Tuesday, October 26, 2010

An old friend.

There wasn't any question that I would be making this week's pick for Tuesday's With Dorie by by Emily of Sandmuffin. Dorie's All-American, All-Delicious Apple Pie is just that -- delicious. This wouldn't be my first time making it (it made an appearance at Thanksgiving a couple years back, and another time just because), but an excuse to fill my kitchen with the aroma of fall and loved ones' stomachs with toothsome apples and flaky pie crust was very much welcome. Yes, I was an "old hand" at this one, and then I realized I may have blogged about this recipe before, too, back when I was a more diligently keeping this up.

And here it was. Nearly two years ago I had experienced the revelation that apple pie can, indeed, be fantastic, and today, I'm still maintaining that position. This time, I chose Mutsus, Granny Smith, and a few Arkansas black apples. I hadn't baked with the Arkansas black before, and because they're so small, I can't imagine making an entire pie from them (the peeling and coring would be endless!), but they are such a distinct variety from the mealy ones that color the produce section of your conventional grocery store.

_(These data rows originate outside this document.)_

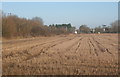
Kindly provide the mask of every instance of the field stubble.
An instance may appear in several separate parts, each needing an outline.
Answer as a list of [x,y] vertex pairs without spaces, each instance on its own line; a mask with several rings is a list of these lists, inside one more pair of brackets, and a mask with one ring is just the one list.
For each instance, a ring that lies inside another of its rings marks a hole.
[[3,41],[3,75],[117,75],[118,35]]

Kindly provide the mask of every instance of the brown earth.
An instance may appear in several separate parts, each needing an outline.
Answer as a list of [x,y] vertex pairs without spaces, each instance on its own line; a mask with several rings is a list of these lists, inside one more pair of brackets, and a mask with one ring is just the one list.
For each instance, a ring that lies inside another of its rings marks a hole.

And they're gorgeous -- it's the apple I imagine Snow White to have been been poisoned by, unable to resist the allure of its oxblood, semi-matte finish.

I've had a couple more years of pie dough rolling under my belt now, and the crust definitely draped over the mound of raw apples in a more attractive way (though as the volume of the apples decreased as they were baked, the crust caved a bit too), but there were also some less-than-sweet apples in the mix. I think next time I'll reintroduce the tsugaru apples and omit the Granny Smith standby.

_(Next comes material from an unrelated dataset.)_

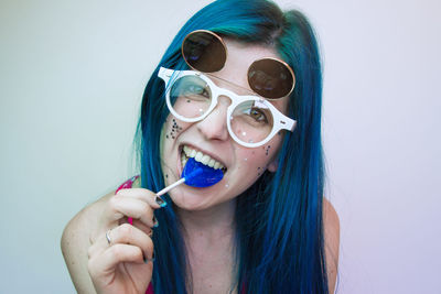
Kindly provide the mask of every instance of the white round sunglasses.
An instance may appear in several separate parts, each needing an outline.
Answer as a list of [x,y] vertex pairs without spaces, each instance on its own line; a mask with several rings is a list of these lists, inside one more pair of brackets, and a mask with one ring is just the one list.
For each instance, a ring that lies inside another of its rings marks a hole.
[[175,118],[184,122],[201,121],[217,106],[218,97],[226,96],[232,100],[226,116],[228,133],[240,145],[261,146],[281,130],[293,131],[295,120],[281,113],[267,99],[220,88],[207,75],[159,69],[158,77],[165,83],[166,106]]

I can't wait for apple pie leftovers. If I recall correctly, the flavor was even better on the second day. I may even lay some cheddar over that slice. Dessert for breakfast? Absolutely.

Tuesday, October 19, 2010

Back in the saddle.

I've missed you. Heat waves and overwhelming commitments shouldn't be an excuse, but it's the truth. I admit, I did make time to bake birthday cakes and birthday treats, but I might as well be chained to those at this point -- there's no way around it. But, the weather has turned rainy and chilly, if only for this half of the week, and it's enough to be the kick in the pants I need to start baking for Tuesdays With Dorie again, and what could be more seasonal than a variation on pumpkin pie?? Things have finally settled down, and with Janell of Mortensen Family Memoirs choosing Caramel Pumpkin Pie, I have a feeling it's going to be a spectacular holiday season.

It's been awhile since I've made a pie, and was over the moon that this was my welcome-back recipe, but it's been so long that I was almost unsure when making the dough for the crust -- Was it wet enough? Too wet? What happened last time it was too dry? Everything worked out in the end with enough pinching and kneading (not the most ideal method, but it came together), and luckily holidays beget pies so I look forward to crust-making becoming second nature once again.

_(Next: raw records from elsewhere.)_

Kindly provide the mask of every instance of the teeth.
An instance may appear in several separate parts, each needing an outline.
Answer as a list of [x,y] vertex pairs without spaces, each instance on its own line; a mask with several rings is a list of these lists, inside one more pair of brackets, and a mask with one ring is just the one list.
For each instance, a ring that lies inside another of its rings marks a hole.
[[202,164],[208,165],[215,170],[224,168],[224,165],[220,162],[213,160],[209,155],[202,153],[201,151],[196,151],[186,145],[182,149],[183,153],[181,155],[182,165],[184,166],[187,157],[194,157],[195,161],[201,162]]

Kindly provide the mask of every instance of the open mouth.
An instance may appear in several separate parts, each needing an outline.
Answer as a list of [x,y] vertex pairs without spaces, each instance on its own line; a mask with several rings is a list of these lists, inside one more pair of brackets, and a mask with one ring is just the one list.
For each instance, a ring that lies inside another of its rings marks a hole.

The crust was baked and cooled, and then came the tricky part -- making the caramel. Sugar was cooked in a skillet on the stove until it took on a mahogany color (difficult to gauge with a black-bottomed, non-stick skillet) and smoking, with heavy cream and butter then added to it. I got the mahogany color and the melted sugar was smoking ever so slightly, but it seems it had just gone over the edge and there became a hint burnt caramel flavor.

After it cooled, it was mixed into the pumpkin and spice mixture (no appliances necessary - hurrah!), poured into the pan. I realized at this point that perhaps a deep dish pie plate wasn't the way to go for this recipe. My love of crust runs deeps, so a deep dish pie with it's greater crust-to-filling ratio has my heart and it's a reflex to grab that pie plate every time. When I poured the filling into the par-baked crust, however, it only barely hit halfway up the pan. There was nothing I could do at this point, so off into the oven it went, spending about 10 minutes longer in there than projected.

I refrigerated the pie overnight, and in the morning, upon examining my sleigh bed of a pie with its large sloping headboard, I decided a whipped cream topping would be the way to go. I added some Maker's Mark to the cream as I hadn't added any rum to the filling as suggested, and covered the surface with the fluffy, white blanket, letting it reach the rim of the crust. Its secondary purpose was mellowing the burnt caramel flavor of the pumpkin, which wasn't bad at all, in my opinion, and did add a certain depth to the delicious (but sometimes one-note)taste of pumpkin. I'd be interested in making the pie again and taking the caramel off before it turns mahogany and seeing which pie I prefer.

So here begins another holiday baking season. I'm hoping it won't be completely overwhelming and leave me no time to blog, but it will surely be infinitely satisfying.